🔮
Sonsuzluğun içinde, katrilyonlarca noktadan biri olduğumu her düşündüğümde tüylerim ürperirdi. Kendimi de, geri kalan insanları da son derece gereksiz görürdüm. Öldüğümüzde bizi kimsenin hatırlamayacağı bir Dünya bırakıyorduk arkamızda. Çevremizdeki birkaç yakınımız tarafından bir süre hatırlanıyor, onlar da toprağa karıştığında yok olup gidiyorduk.
Bir amacımız yoktu. Doğuyor, yaşıyor ve ölüyorduk.
Benim için bunu değiştiren, elementerlerin varlığı olmuştu. Onların hata yapmalarının Dünya için felaketle sonuçlanabileceğini öğrenmek, dengeyi korumakla görevli olduklarını bilmek... Katrilyonlarca noktadan biri de olsam, bir anlamım olduğunu düşünmeye başlamıştım. Önemliydim, değerliydim.
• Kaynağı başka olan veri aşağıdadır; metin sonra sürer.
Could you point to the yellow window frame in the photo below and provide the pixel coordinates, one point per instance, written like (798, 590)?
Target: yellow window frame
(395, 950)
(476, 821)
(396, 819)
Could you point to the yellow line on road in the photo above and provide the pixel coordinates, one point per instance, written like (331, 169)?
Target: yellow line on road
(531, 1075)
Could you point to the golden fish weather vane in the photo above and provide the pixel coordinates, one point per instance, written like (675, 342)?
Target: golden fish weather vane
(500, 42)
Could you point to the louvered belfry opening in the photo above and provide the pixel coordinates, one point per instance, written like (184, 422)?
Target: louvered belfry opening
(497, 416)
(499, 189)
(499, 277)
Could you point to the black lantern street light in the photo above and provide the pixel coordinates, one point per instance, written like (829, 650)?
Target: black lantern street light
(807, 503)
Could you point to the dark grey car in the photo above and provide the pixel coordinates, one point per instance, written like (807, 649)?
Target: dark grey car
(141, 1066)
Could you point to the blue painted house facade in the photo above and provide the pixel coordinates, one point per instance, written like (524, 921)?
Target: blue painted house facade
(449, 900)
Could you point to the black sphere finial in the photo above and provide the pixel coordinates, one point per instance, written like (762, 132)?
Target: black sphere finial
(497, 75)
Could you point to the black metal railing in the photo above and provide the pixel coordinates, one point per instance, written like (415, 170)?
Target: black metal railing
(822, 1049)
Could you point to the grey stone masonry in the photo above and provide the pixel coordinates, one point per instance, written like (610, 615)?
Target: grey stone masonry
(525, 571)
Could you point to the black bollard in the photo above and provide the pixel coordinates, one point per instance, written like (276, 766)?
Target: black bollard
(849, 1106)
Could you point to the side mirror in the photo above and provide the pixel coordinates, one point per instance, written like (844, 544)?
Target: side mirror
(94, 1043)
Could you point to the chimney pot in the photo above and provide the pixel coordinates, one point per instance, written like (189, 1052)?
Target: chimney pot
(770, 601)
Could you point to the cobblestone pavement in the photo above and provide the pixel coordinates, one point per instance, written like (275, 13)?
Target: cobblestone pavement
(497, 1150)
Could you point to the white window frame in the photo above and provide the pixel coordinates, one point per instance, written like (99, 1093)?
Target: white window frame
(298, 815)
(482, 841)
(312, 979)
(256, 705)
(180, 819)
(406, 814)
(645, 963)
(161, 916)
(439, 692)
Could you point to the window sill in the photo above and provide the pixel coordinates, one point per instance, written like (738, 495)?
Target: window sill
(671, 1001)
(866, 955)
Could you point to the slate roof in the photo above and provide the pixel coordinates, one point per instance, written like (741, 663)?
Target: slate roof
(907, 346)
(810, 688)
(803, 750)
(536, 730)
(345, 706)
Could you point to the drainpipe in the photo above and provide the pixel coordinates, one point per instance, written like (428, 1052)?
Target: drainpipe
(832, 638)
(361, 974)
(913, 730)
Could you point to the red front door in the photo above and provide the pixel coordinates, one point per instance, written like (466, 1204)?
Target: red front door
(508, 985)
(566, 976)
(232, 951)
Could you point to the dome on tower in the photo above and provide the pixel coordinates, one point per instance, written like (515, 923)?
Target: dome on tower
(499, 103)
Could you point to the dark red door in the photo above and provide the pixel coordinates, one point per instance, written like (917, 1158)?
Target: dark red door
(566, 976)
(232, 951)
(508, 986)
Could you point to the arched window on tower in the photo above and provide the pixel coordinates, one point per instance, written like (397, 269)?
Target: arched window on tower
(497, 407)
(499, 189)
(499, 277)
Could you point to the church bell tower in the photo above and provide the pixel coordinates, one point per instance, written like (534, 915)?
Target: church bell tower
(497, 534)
Şimdi, bu düşüncem tekrar değişmek için benimle adeta çetin bir kavgaya tutuşmuştu. Kendimi önemli ve değerli hissettiğim günler arkamda kalsın diye çırpınan bir yanım vardı içimde. Eskisi gibi değersiz hissetmemi sağlayan, çabalamaktan çok yorulmuş...
İçimi çekerek yıldızları izlemeyi sürdürdüm. Bunu son zamanlarda çok sık yapar olmuştum. İçimdeki ateşi ya da boşluğu yok etmenin başka bir yolunu bulamıyordum. Gerçi, bunun da pek işe yaradığı söylenemezdi. Yine de, biraz olsun nefes alabilmemi sağlayan tek şey gökyüzüydü. Ne de olsa, Ay ve yıldızlar benim bir parçamdı...
Bir de annemin varlığı.
Son zamanlarda, onunla çok sık vakit geçirir olmuştum. Ne halde olduğumu görüyor ve bana destek olmak istiyordu... Onun varlığı beni bir arada tutan birkaç iplikten biriydi. Yanımda tıpkı benim gibi sessizce oturuyor ve gökyüzünü izliyordu. Ara ara ona bakıp iç geçirmeden edemiyordum. Gitmediğinden emin olmak, yanımda olduğunu bilmek istiyordum.
Yüksek bir boğaz temizleme sesi duymamla birlikte hafifçe irkildim. İşte başlıyorduk... Arkamı dönmeden gökyüzüne bakmayı sürdürdüm.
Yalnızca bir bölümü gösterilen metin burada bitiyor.